Shout-out to Alex and the awesome co-hosts for today: SE White, Cathrina Constantine, Natalie Aguire, Joylene Nowell Butler, and Jacqui Murray!
June 1 question - When the going gets tough writing the story, how do you keep yourself writing to the end?
Feeling demotivated makes this question difficult to answer. I love writing. I truly believe it is the purpose of my soul, my life force, the energy that makes me me. Motivation and passion normally burn in me like that fire in Centralia. (Yes, I'm from this region. Yes, I've been to this place.)
Strong advice is to create a routine. Often, when depression or mind-numbing sorrow from too much mourning destroys the ability to function, the body can take on a sort of robotic routine. The coffee gets made, the bread becomes toast, teeth and hair get brushed... it's just going through the motions. Every single word I wrote while 🤖 existing that way is crap. It's dictionary vomit. The sentences qualify as such only because I picked out the correct parts of speech needed for words to form a sentence. The PURPOSE is to be able to say "at least I wrote today." Because not writing feels like failure, and the shame spiral continues and then there's nothing but failure and darkness. Guess where those words went...
I haven't honestly worked on my main project in a long time. My broken mind has thrown up roadblocks and other activities. I have dozens of reasons not to work on it. Give me a minute, and I'll come up with a dozen more. Do you know what'd be better? If I wrote a dozen sentences in the project instead. Or even edited some. Then again, while you can't edit a blank page, I have edited the crap out of some full pages. 🤦🏽♂️
There's always trying a new style of planning and plotting. I followed a different-to-me outline structure in April to get my A to Z story written. It was refreshing to finish a story. And this month, I'll be working on a short story for WEP's June challenge. ("This month's prompt is based on Please Read the Letter by Robert Plant and Alison Krauss - a break up song and a moving plea for understanding at the termination of a relationship." - https://writeeditpublishnow.blogspot.com/2022/05/wep-june-challenge-is-on-with-more.html ) A song I've never heard before by people I've never heard of... but the title makes me think of a line from This Ruined Puzzle by Dashboard Confessional. 🎵"I've written a note It's pressed between pages..."
Forgiving myself and trying again the next day is the only way I'll ever reach "the end."
Please also visit: The Insecure Writer's Support Group Book Club on Goodreads.
Happening at OperationAwesome6.blogspot.com:
Sara de Waard answers #13Questions in OA's Debut Author Spotlight Plus a Book #signedcopy #giveaway
Low enteries! Chance to win an autographed YA book. Closes soon.
None of this works toward my main project.
Unless I at least use my Existence characters.
🤔
That's an idea...
That's an idea...
Forgiving myself and trying again the next day is the only way I'll ever reach "the end."
Please also visit: The Insecure Writer's Support Group Book Club on Goodreads.
Happening at OperationAwesome6.blogspot.com:
Sara de Waard answers #13Questions in OA's Debut Author Spotlight Plus a Book #signedcopy #giveaway
Low enteries! Chance to win an autographed YA book. Closes soon.
Great blog
ReplyDeletePlease read my post
ReplyDeleteYes, it's so true that the only way to reach the end is to continue writing. It's great that you're working on other projects while you're struggling with your main project.

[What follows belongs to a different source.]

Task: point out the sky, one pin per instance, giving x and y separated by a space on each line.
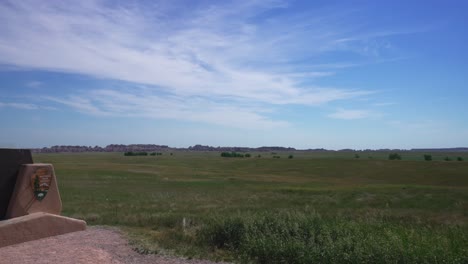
303 74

Maybe you can add 15 to 30 minutes of working on your main project to your day. I'm always surprised at what I can accomplish when I commit to working on a project for 30 minutes a day.

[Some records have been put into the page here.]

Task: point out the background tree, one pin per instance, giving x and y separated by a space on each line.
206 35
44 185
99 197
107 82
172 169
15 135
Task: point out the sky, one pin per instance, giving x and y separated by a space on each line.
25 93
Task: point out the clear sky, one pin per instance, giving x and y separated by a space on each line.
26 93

ReplyDeleteHopefully other projects will keep you going until you are refreshed and ready to return to the main one.
ReplyDeleteI keep a journal. When the times were really bad I started by journaling every day. But you're right there are no easy answers, just faith. Great post, J.
ReplyDeleteI wish I could establish a routine; I know you're right about that being a way to move ahead during those incredibly difficult times. My problem is that as soon as I think I have a routine, I don't. Something comes up to take me off into another direction, and poof...routine all gone.
ReplyDeleteI suppose if we had easy answers, we'd have nothing to write about at all.
I have learned to forgive myself if I don't write. Sometimes the story needs to brew for a bit before I know what comes next.
ReplyDeleteI'm a write-every-day sort of person, but sometimes you have to be kind to yourself, take breaks, journal (love Joylene's suggestion), work on something purely for the fun of it, or do something unrelated to writing that nurtures your soul. I hope things get easier for you.
ReplyDeleteI'm so sorry you're struggling. But you're right, forgiveness really is key to moving forward. You've got this!!